La consigna fue dada por la radio aquella misma tarde, apareció en los periódicos de la noche, y se extendió por todo el país. Era una consigna increíble, ridícula… La gente dejó de maldecir a los Vimps para escuchar, rió luego con desprecio y siguió maldiciendo a los Vimps. Pero algunas personas emprendedoras intentaron cumplir la consigna y notaron que la cosa, milagrosamente, surtía efecto. Uno tras otro, los Vimps empezaron a marcharse, abandonando casa tras casa. Se marchaban rodando como brillantes bolas de tres patas, aunque sin dejar de hacer burlas. Las noticias se extendieron rápidamente y la gente dejó de ahuyentar y golpear a los Vimps, así como de hablar mal de ellos. Y todos comprobaron, maravillados, el buen resultado que esto daba. En pueblos y ciudades, todos intentaron el nuevo procedimiento, y esto actuó como un bálsamo sobre todo el país.

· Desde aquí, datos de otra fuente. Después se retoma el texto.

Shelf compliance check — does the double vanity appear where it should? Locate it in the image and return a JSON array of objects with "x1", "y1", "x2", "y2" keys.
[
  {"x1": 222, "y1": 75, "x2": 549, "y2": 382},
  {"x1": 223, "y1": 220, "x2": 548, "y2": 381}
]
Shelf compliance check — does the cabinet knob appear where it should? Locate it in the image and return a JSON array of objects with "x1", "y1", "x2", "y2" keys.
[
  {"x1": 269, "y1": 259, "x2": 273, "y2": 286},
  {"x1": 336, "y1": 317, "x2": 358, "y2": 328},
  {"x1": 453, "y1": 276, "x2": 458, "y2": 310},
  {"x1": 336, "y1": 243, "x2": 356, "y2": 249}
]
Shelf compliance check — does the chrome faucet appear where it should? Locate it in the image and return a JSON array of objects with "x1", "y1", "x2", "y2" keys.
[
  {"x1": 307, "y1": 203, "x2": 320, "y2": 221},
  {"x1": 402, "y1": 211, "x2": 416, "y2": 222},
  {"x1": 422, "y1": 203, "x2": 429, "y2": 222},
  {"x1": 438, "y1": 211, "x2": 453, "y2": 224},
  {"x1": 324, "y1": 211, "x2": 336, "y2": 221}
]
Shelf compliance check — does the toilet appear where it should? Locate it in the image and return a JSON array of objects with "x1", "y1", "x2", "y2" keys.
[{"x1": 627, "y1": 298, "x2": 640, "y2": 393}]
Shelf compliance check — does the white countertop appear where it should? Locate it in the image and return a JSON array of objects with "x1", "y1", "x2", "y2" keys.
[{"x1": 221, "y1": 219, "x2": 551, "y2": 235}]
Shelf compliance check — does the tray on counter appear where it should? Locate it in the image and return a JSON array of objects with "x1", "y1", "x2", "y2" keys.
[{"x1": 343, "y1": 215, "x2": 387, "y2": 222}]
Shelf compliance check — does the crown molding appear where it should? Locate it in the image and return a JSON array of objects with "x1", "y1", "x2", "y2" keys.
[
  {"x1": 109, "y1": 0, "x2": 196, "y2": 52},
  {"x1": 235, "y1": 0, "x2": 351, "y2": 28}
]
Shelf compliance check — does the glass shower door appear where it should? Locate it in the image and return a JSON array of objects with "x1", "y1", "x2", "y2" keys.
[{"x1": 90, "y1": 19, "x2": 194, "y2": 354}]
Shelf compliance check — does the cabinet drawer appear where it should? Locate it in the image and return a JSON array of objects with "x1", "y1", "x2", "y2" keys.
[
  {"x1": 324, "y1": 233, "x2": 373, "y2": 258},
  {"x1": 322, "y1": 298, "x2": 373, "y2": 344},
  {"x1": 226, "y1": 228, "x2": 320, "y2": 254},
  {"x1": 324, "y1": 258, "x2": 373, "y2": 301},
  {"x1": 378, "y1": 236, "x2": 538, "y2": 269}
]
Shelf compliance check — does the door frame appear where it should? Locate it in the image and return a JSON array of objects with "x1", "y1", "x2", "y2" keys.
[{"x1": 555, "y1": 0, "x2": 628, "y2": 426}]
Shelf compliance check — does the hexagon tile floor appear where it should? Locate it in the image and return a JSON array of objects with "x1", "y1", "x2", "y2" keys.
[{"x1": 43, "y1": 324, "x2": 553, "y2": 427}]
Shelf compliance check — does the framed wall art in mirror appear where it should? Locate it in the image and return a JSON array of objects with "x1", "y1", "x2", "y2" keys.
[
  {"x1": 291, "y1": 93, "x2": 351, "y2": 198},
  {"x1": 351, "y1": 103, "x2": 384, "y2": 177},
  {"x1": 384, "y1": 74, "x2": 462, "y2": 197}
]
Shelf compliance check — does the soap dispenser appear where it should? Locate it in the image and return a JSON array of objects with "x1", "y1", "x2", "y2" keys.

Finalmente, una tarde, la radio informó que un círculo plateado se había abierto en la tierra de pastos de un granjero del sur, y que los Vimps desaparecían por él a centenares, a miles. Barney y Flora se hallaban allí, mezclados entre una multitud, una multitud curiosa, emocionada extrañamente sin saber a ciencia cierta qué era lo que sentían. Pero amaban a los Vimps con todo el amor compasivo de que eran capaces. Sí, en realidad amaban a los Vimps.
Flora se acercó más a Barney y le miró sonriendo.

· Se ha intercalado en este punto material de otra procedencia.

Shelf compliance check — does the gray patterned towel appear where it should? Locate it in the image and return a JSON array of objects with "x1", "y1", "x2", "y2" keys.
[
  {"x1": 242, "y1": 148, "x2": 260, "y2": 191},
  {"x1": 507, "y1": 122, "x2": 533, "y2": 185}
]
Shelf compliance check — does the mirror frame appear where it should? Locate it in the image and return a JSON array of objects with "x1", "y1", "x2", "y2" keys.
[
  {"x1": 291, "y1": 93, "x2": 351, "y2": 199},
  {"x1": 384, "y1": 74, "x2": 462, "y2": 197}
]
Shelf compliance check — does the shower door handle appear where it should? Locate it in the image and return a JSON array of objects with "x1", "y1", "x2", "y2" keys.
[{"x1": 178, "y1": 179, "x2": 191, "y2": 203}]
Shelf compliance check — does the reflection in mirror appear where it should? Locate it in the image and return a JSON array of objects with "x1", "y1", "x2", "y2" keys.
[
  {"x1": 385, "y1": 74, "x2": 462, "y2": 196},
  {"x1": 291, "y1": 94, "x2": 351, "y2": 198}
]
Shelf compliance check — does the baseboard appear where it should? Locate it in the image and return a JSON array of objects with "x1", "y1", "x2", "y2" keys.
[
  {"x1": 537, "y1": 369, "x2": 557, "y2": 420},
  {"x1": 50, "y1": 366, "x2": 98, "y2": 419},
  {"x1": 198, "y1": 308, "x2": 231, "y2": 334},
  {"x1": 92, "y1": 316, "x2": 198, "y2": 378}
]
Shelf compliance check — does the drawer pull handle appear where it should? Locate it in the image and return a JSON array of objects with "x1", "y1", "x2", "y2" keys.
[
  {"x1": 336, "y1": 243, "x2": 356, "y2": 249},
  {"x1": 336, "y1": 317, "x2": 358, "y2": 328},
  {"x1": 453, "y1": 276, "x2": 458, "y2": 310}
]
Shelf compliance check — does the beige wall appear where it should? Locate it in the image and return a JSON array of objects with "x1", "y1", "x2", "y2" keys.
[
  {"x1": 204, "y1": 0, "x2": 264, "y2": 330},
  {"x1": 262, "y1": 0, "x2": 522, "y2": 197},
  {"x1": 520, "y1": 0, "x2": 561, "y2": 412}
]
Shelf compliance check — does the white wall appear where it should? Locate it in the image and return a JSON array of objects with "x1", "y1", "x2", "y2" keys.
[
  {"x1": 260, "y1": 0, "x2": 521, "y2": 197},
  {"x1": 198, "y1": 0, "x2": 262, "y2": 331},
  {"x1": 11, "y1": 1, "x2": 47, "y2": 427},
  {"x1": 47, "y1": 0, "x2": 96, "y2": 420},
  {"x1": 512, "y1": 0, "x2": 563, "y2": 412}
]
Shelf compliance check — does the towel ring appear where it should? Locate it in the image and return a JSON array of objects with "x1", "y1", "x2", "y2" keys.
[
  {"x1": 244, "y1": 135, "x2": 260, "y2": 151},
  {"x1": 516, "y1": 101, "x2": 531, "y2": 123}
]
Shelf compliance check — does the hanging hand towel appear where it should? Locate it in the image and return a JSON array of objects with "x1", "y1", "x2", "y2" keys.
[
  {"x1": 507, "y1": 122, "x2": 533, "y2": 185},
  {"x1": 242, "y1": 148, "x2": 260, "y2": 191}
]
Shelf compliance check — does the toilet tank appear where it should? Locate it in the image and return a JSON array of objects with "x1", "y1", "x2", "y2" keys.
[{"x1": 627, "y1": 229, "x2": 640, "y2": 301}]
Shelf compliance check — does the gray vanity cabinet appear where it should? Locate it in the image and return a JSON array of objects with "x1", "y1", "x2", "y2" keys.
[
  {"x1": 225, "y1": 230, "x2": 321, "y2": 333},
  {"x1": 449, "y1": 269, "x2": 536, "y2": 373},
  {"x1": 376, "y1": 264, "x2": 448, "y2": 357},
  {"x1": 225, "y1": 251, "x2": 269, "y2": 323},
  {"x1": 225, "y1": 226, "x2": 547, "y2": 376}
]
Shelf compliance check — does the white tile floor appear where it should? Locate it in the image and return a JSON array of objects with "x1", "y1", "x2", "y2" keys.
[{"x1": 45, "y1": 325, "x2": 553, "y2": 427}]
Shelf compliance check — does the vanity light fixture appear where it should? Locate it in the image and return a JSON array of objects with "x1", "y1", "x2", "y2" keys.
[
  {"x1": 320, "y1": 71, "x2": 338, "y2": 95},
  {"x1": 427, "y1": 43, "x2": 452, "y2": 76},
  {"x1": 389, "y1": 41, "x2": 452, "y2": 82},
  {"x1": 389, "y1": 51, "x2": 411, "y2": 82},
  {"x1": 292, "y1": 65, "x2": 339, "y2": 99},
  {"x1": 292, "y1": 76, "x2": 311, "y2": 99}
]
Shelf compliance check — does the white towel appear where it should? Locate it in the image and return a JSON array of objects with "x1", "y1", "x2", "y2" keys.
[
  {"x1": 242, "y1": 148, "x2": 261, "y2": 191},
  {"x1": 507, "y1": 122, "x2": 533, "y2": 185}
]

—Ha resultado casi divertido observar cómo se marchaban —dijo.
Barney sonrió a su vez.
—Sí, hemos pasado un par de semanas con tranquilidad —admitió.

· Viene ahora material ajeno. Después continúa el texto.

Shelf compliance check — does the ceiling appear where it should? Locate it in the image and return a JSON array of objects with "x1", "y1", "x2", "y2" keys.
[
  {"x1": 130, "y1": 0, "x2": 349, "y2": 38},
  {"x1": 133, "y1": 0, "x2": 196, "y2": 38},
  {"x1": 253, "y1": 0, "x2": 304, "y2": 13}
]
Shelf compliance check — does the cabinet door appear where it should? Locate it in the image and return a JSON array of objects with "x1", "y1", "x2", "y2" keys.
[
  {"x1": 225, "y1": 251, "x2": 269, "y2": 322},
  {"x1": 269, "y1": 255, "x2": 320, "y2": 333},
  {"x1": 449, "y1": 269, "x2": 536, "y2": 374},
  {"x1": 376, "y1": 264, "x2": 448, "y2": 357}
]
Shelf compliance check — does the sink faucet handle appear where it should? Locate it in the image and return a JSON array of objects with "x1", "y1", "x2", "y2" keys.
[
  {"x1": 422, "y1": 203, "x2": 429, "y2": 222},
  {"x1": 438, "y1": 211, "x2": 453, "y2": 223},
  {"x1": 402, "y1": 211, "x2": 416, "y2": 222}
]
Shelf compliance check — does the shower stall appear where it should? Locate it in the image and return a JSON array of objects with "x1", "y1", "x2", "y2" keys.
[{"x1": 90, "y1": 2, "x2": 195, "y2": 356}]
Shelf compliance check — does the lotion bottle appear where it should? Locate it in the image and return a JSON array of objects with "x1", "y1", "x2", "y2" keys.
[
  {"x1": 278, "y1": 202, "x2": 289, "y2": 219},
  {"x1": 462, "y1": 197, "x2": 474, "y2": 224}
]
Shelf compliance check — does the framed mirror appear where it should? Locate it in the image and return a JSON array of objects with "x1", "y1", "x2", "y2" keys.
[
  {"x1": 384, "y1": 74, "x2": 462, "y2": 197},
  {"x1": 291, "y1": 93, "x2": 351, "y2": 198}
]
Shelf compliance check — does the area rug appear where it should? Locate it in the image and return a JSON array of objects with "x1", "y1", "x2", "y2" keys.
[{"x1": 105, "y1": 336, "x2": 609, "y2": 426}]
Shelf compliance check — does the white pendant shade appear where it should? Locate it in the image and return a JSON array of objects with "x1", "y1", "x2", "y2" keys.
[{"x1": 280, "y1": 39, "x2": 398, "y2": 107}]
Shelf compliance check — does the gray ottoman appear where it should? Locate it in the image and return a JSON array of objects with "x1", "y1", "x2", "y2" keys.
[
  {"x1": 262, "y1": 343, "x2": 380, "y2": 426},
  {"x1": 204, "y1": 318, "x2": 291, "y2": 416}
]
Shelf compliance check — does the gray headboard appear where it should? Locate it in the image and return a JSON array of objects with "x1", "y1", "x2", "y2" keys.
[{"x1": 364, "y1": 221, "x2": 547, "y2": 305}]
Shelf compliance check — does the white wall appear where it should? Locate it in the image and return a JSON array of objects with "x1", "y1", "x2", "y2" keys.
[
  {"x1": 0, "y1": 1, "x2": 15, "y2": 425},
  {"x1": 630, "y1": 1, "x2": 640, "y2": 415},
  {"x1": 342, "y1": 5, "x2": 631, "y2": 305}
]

Flora le miró con los ojos húmedos. Su antigua frialdad y su perpetuo enfado habían desaparecido de su rostro.
—Sé que parecerá tonto lo que digo, pero… casi siento que se vayan. Nosotros… Barney, ¿es que no quedará por lo menos una pareja?
Los múltiples y peludos seres color castaño iban hundiéndose uno tras otro en el plateado círculo. Antes de hacerlo, se ponían jorobados mirando a la gente, levantaban sus labios superiores enseñando los dientes en una mueca de enfado, silbaban, hacían ademanes desvergonzados, se tiraban del pelo el uno al otro y se arañaban. Finalmente, el último de ellos permaneció un momento inmóvil en el borde del círculo, escupió elocuente y malignamente en el suelo y desapareció por el agujero. El círculo tembló y acabó por desaparecer.
Como si despertara de un sueño mágico, la multitud exhaló un hondo suspiro. Cada persona miró a su alrededor, viéndose unos a otros por primera vez. Una aura de extraño contento les envolvía como una ola. Barney y Flora, cogidos fuertemente de la mano, se dirigieron hacia el coche. Él la miró sonriendo, encontrándose con los ojos de ella, inundados de felicidad.
—No sé lo que les sucederá a los demás —dijo Barney en voz baja—, pero en lo que a mí concierne, los Vimps no se han marchado aún.